The Trump administration may be bent on undermining global climate action and engineering an oil boom, but governments and businesses still have it within their power to accelerate decarbonisation
What does dog food and aircraft design have in common? And what have they both got to do with the Trump administration confirming this week it is quitting the United Nations Framework Convention on Climate Change (UNFCCC) and the Intergovernmental Panel on Climate Change (IPCC)?
One of the many nefarious goals of the Trump administration, both domestically and on the international stage, is to inculcate a sense of learned helplessness in its opponents - and even in its supposed allies. Trump and his apologists repeatedly seek to assert such power and demonstrate such visible contempt for anything others hold dear in such a chaotic way that opponents start to think resistance is at best highly risky and at worst totally futile.
This playbook is apparent in pretty much everything the Trump administration does - witness the revelling in the brazen breaches of international law at the heart of the US resource grab in Venezuela - but it is particularly obvious in its approach to climate change and the environment. The full spectrum contempt for climate action evident in the withdrawal from the UNFCCC is designed to create a self-fulfilling prophecy, where talk of an 'ESG backlash' and assertions that decarbonisation is pointless prompt businesses and the public to comply in advance and roll back environmental efforts even when they are not required to do so.
But it does not have to be this way.
There is no point being delusionaly optimistic in the face of these challenges. US isolationism, obstructionism, and imperialism present a grave threat to global climate action. There are huge obstacles in the way of a Venezuelan oil boom - obstacles the Trump administration is trying to wish away - but any uplift in oil production threatens a further increase in emissions at a time when they are meant to be falling if there is to be any hope of averting some of the worst climate scenarios. It will become far harder to convince carbon intensive economies to invest in decarbonisation if the world's largest historic emitter by a country mile will not even turn up at UN climate talks. Military adventures and the chaos they engender are a less than ideal backdrop for executing a global green industrial revolution.
But it is critical to remember there are still actions governments, businesses, and individuals can take to cut emissions and accelerate the clean technology transition. Which brings us back to the dog food and the aircraft.
New research yesterday revealed that while dog food may be responsible for a mind-blowing one per cent of UK emissions, the carbon intensity of different dog food products varies enormously. Different consumer choices, aided by better labelling or even modest regulation, could unlock massive emissions savings with little to no impact on the well-being of any dog or its owner.
At a more industrial level, separate research this week explained how proven technologies and approaches could more than halve global aviation emissions if only airlines would deploy them. Trump cannot stop airlines opting for the most efficient aircraft models or configuring planes to improve passenger carbon footprints.
The same pattern is evident in multiple sectors as clean technologies, efficiency measures, and climate resilience upgrades offer clear commercial and economic benefits.

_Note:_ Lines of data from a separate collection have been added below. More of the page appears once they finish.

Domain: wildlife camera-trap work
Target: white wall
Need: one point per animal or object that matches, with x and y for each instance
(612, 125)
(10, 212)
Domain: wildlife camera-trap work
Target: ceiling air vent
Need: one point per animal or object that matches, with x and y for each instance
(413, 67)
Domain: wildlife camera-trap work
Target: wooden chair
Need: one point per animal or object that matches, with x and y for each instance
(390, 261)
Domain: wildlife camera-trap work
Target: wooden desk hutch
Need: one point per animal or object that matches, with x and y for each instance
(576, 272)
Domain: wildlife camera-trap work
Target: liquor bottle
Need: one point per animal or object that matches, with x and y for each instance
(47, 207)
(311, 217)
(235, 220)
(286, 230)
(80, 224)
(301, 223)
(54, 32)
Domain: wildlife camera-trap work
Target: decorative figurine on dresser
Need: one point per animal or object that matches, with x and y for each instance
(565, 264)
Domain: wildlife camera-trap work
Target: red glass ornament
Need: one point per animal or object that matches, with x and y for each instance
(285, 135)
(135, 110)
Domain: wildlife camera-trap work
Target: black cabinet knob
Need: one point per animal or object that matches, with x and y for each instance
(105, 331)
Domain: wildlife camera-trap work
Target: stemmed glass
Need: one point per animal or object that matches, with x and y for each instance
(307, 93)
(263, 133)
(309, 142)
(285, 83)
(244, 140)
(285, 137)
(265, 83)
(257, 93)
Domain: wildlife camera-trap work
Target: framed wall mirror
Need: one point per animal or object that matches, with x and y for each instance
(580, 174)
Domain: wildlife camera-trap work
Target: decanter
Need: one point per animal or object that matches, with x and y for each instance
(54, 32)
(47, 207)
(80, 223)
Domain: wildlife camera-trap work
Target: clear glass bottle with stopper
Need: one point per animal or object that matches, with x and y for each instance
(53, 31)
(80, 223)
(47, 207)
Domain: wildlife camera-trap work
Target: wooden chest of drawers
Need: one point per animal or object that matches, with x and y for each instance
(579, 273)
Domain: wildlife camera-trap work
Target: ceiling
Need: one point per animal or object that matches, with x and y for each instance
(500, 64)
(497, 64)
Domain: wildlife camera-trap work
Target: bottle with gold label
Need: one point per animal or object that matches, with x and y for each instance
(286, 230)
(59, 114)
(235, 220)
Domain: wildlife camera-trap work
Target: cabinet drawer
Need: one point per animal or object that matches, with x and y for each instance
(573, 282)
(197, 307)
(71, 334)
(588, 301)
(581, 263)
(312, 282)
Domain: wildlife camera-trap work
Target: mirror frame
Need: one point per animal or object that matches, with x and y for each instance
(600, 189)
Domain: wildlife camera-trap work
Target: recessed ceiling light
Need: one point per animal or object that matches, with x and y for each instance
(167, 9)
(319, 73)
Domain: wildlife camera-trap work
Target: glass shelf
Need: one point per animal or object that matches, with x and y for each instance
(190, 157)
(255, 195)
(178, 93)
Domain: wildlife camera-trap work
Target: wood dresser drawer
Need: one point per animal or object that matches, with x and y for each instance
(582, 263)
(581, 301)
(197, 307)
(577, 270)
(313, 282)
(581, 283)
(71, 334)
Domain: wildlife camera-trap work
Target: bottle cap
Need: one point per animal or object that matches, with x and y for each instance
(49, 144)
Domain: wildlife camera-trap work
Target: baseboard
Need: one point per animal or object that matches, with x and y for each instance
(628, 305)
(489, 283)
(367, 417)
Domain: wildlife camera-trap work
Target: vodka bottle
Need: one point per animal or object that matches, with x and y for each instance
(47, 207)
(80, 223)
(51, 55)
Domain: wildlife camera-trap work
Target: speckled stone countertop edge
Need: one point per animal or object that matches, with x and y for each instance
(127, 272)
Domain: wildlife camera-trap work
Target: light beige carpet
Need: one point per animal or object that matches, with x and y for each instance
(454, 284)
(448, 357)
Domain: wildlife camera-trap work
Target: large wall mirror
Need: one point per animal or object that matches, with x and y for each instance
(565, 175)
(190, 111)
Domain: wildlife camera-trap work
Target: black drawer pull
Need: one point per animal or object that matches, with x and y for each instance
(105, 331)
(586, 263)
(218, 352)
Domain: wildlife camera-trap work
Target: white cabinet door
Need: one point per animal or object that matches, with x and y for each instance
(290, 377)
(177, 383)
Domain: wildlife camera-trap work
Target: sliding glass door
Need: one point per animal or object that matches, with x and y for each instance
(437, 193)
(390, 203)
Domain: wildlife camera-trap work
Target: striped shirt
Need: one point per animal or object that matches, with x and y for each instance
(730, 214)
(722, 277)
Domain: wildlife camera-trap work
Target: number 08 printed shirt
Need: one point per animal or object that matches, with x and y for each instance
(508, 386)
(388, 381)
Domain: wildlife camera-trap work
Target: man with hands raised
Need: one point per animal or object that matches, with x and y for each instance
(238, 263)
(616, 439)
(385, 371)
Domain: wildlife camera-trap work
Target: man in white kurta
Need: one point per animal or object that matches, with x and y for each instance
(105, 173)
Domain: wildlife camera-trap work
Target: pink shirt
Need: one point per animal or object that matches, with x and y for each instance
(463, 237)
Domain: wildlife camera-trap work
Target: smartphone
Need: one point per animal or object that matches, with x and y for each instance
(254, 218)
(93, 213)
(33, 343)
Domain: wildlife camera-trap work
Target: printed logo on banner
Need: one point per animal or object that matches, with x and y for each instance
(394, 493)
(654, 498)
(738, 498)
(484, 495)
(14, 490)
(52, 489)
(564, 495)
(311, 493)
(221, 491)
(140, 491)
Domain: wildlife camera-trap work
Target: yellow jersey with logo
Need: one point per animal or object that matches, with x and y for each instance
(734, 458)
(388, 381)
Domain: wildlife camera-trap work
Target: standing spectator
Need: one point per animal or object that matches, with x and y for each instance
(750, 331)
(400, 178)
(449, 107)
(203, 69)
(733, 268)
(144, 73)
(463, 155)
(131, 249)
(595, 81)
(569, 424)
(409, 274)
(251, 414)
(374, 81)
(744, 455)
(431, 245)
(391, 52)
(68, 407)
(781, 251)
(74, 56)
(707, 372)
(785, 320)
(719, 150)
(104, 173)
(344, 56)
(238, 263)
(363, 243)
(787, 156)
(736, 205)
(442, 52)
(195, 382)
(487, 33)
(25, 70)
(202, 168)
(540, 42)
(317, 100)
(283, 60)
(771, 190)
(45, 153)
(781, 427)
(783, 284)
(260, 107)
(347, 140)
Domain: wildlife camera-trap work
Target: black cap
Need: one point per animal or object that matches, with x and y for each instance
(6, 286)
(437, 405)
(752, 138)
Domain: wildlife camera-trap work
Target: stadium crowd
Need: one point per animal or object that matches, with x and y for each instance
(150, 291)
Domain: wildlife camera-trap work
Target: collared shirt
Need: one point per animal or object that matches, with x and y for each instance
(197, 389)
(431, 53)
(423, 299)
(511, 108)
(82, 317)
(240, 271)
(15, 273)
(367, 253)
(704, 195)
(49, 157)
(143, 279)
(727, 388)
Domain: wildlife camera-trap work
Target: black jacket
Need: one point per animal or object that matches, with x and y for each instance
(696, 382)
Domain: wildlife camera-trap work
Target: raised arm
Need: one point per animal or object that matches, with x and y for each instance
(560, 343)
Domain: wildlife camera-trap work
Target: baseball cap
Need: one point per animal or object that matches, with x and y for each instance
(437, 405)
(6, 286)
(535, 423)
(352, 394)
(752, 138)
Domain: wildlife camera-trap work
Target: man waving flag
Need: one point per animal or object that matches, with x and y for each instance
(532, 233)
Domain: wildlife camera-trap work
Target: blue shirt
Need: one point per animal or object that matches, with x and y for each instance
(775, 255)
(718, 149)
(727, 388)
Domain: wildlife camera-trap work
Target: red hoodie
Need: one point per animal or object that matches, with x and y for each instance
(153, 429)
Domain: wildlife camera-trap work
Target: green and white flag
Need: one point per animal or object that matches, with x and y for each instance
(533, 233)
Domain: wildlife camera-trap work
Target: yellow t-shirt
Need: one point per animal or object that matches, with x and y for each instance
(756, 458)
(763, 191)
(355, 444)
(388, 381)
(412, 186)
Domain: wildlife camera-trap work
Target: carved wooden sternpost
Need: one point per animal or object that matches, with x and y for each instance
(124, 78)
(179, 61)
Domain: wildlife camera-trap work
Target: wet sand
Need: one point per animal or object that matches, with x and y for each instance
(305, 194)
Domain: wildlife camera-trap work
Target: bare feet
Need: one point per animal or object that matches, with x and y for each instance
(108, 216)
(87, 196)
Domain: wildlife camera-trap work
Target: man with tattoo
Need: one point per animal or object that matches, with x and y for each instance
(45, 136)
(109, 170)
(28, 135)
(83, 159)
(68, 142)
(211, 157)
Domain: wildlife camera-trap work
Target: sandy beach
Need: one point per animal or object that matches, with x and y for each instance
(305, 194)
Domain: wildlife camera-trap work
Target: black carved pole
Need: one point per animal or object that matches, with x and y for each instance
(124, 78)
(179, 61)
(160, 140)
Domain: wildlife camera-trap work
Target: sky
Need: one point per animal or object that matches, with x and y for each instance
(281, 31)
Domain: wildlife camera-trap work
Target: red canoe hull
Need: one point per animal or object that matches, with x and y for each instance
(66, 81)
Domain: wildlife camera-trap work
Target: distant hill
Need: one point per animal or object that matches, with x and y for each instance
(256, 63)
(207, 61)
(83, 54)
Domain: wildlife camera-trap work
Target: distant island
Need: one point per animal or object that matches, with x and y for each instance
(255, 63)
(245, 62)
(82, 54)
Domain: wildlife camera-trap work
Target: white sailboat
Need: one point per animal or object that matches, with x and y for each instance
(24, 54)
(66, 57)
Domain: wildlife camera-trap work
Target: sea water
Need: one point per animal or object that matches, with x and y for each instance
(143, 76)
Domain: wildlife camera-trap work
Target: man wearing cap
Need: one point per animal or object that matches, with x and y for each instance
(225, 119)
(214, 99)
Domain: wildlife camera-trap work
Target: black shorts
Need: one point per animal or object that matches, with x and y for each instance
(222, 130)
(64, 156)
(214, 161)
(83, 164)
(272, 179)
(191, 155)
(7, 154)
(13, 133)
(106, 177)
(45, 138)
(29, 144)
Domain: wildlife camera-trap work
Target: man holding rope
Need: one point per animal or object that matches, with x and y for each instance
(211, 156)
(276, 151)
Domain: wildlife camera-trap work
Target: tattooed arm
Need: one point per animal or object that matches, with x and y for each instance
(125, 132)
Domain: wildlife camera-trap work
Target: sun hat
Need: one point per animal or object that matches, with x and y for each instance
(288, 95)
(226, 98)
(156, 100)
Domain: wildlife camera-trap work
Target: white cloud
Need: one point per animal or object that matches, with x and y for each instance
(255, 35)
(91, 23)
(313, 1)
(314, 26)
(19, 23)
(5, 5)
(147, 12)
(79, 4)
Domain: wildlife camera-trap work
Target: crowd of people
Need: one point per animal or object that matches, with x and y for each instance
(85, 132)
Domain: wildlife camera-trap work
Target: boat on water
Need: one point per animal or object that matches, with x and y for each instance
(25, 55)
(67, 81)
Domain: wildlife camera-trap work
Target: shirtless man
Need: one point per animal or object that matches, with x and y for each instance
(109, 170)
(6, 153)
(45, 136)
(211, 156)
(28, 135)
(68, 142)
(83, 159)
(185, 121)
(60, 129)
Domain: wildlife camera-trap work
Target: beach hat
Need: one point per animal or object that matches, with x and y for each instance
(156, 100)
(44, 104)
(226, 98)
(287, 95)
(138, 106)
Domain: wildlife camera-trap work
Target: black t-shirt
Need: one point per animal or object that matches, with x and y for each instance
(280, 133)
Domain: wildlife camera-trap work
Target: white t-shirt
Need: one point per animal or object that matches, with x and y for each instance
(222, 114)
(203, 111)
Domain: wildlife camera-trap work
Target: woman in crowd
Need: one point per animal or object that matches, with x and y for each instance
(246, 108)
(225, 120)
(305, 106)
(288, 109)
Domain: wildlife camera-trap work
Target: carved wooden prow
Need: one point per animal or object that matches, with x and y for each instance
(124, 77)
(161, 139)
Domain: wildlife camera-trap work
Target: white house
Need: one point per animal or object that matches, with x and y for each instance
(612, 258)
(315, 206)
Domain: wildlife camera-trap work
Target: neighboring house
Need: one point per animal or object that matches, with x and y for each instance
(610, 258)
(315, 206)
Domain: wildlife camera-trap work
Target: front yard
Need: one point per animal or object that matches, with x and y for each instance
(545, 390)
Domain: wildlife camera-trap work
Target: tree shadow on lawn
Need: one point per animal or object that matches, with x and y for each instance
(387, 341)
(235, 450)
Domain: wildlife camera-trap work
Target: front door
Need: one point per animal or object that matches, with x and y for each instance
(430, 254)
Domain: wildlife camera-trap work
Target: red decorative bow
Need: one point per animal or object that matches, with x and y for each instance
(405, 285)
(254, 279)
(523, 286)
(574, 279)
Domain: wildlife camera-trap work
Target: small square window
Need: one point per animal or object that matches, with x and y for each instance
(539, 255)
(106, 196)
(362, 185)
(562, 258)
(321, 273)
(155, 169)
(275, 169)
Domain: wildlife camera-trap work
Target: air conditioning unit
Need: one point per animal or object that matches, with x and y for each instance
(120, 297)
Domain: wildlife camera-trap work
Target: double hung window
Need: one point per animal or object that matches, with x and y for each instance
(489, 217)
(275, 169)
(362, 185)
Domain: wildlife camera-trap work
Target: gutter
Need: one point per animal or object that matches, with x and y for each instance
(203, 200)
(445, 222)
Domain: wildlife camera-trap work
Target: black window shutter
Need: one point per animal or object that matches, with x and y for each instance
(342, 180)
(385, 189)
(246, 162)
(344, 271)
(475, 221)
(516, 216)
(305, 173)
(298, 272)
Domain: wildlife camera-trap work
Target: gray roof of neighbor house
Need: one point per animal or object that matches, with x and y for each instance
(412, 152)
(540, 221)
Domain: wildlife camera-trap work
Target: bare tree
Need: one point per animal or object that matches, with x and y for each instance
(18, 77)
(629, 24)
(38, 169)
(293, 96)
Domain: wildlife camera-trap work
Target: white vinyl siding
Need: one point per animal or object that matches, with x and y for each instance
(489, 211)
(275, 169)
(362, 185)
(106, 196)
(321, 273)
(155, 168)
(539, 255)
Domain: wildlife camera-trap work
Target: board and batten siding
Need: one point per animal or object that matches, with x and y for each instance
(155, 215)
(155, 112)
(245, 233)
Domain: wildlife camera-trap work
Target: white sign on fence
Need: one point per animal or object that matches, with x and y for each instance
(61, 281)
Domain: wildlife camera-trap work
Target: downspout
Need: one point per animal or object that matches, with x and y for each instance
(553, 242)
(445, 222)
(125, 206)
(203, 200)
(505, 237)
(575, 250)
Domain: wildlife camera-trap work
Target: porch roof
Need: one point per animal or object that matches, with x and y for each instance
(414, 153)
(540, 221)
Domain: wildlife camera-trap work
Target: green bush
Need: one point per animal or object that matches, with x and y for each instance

Meanwhile, CDP yesterday published its annual A list report, providing a timely reminder that, for all the talk of an ESG backlash, investors with $127tr of assets want more environmental data from corporates, and companies with over half of global market capitalisation are trying to provide it. They are doing so because climate risks and clean tech opportunities are real, regardless of what the US President says to the contrary.
The news cycle at the start of this year has been almost unbearably bleak, but it is critical to remember that no organisation is helpless in the face of attacks on climate action, even when those attacks emanate from some of the most powerful people in the world. Governments and businesses will understandably want to tread carefully when dealing with a Trump administration that increasingly behaves like a rogue state. But it is possible to continue to take steps to cut emissions without antagonising the President - just witness the clean tech investments of many of the Silicon Valley companies that have so visibly sought to ingratiate themselves with the man in the White House. The political zeitgeist in favour of sustainability will swing back again, because reality will always assert itself eventually. But in the meantime action can, and must, still be taken.